– Видите?!
– А как быть с туалетной бумагой? Демонстрация будет? – пробормотал негромко некий зритель.
После серии всяких собеседований, я получил конверт с чеком на 1000 шекелей, и меня отправили (в компании с прочими пассажирами) на маршрутку.
На улице был декабрь месяц, издевательски палило солнце в бездонном синем небе (прошу прощения за банальность), вокруг было много загорелых людей и… пальмы. Настоящие пальмы!
А уже через неделю… я бреду мимо ставших привычными пальм, и в руке моей ведро цемента, а в другой – мастерок, а на мне грязная рабочая одежда, а в голове сумбур. Возможно, сумбур был там всегда. Я приехал в Израиль с одной спортивной сумкой и с солидной суммой денег – 500 баксов. Родственников в Израиле у меня не было. Потом (через несколько лет) оказалось, что родственники в Израиле у меня были, но я их не знал. Не знаю я их и сейчас.
Неделю я перекантовался у друга, а потом – начал самостоятельную жизнь.
Каждое утро я отправляюсь на автобусе в другой город. Потом нужно пройтись пол-часика пешком.
Потом мы садимся в кузов «пирожка», прямо на инструменты и мешки с цементом.
Мы —это уроженец Белоруссии Рома и я.
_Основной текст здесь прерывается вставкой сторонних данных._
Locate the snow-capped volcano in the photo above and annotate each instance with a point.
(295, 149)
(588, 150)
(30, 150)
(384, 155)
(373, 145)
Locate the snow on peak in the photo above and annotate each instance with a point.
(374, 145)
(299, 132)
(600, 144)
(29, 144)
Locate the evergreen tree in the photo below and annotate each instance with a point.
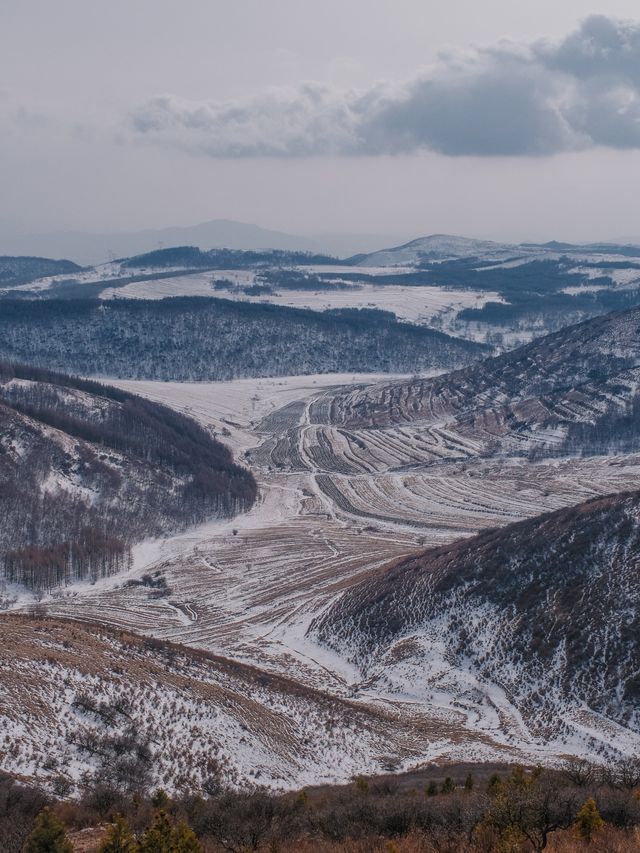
(157, 837)
(588, 820)
(448, 786)
(48, 836)
(163, 837)
(183, 840)
(119, 838)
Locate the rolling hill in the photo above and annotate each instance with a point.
(86, 469)
(541, 616)
(200, 338)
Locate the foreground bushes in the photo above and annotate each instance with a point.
(516, 810)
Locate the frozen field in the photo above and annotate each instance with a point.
(331, 508)
(414, 304)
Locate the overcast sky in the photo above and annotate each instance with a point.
(497, 118)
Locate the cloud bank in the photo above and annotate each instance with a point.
(510, 99)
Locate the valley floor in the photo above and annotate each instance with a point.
(330, 510)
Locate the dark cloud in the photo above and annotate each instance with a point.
(506, 100)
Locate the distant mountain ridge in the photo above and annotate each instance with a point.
(447, 246)
(580, 383)
(92, 249)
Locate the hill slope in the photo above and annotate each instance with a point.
(199, 338)
(78, 698)
(86, 469)
(574, 390)
(546, 610)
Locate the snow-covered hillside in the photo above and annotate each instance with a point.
(543, 614)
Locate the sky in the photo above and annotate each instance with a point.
(499, 119)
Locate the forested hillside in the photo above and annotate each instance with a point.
(21, 270)
(574, 391)
(200, 338)
(85, 470)
(547, 609)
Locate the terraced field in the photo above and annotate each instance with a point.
(333, 504)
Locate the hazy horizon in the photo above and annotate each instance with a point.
(399, 119)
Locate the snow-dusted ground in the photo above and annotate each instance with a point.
(329, 511)
(413, 304)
Почётные места в кабине занимают наши начальники. Потомок уроженцев Йемена – Эйфи и потомок выходцев из Польши – Хэйзи.
Хэйзи и Эйфи – рожденные в Израиле штатные работники мэрии, мы же с Ромой всего лишь разнорабочии подрядчика.
Мы и они. Наши зарплаты отличаются раз в 6—7, а статус работника мэрии отличается от статуса разнорабочего примерно так, как отличается статус старшины и новобранца в Советской Армии.
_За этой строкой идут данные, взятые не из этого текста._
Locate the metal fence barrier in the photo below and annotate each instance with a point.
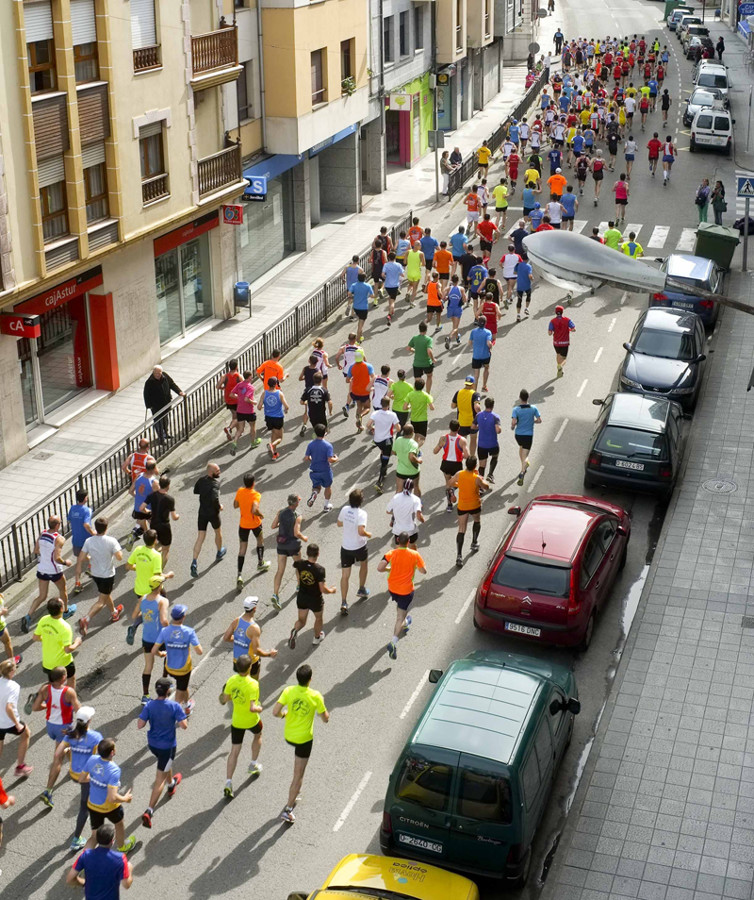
(105, 479)
(468, 167)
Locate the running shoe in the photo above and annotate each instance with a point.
(173, 786)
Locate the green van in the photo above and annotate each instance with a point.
(472, 782)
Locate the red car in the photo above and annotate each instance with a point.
(554, 570)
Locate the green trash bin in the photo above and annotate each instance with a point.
(717, 242)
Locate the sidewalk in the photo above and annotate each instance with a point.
(665, 809)
(51, 464)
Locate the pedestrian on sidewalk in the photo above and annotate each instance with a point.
(702, 199)
(158, 389)
(208, 490)
(719, 204)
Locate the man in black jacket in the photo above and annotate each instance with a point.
(157, 393)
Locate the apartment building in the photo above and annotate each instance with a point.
(114, 165)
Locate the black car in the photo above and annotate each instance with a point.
(637, 444)
(665, 356)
Хотя Хэйзи и Эйфи планируют работу и иногда работают вместе с нами, нередко они просто ставят нам «боевую задачу» и исчезают на несколько часов. Вернувшись, они поторапливают нас с Ромой и даже помогают иногда собрать инструменты. Отношение к нам снисходительное, примерно как к двум олигофренам. Нас терпят. Меня это не задевает. Я-то знаю, что не останусь на этой работе, а вот Рома страдает. Роману под 70, он приехал из Минска, где трудился на должности главного инженера. Иврит труден для изучения, особенно людям пожилым, и пока Роман подбирает нужные слова, нетерпеливые южане уже отмахиваются от него и теряют к беседе всякий интерес.
Переход из касты инженеров в разнорабочие дался Роману нелегко, но он упрямо держится за это довольно пыльное и явно неподходящее человеку его возраста место. Он загорел и закалился под южным солнцем, на стройках сионизма.
Здесь коротко описываются персонажи, с которыми автор делил жилплощадь в течение первого года жизни в Израиле. Мои скромные финансы не позволяли претендовать на отдельную квартиру. Тогда мой друг привел меня в «воронью слободку». Это была шикарная, по советским меркам, квартира: 4 комнаты, общая кухня, 2 балкона.
Когда я вселялся в «воронью слободку», там обитало всего 2 жильца. Горец Гена и художник Яков.
Гена малорослый, чернявый, с ногами кавалериста. Гена верил в себя в прямом смысле этого слова. Он останавливался напротив собеседника, смотрел с ильичёвским задорным прищуром и сообщал:
– Мне был знак!
Далее следовало наставление. Гена считал себя пророком и неформальным духовным лидером Израиля. Никто с ним не спорил. Правда, случалось, что Гену били.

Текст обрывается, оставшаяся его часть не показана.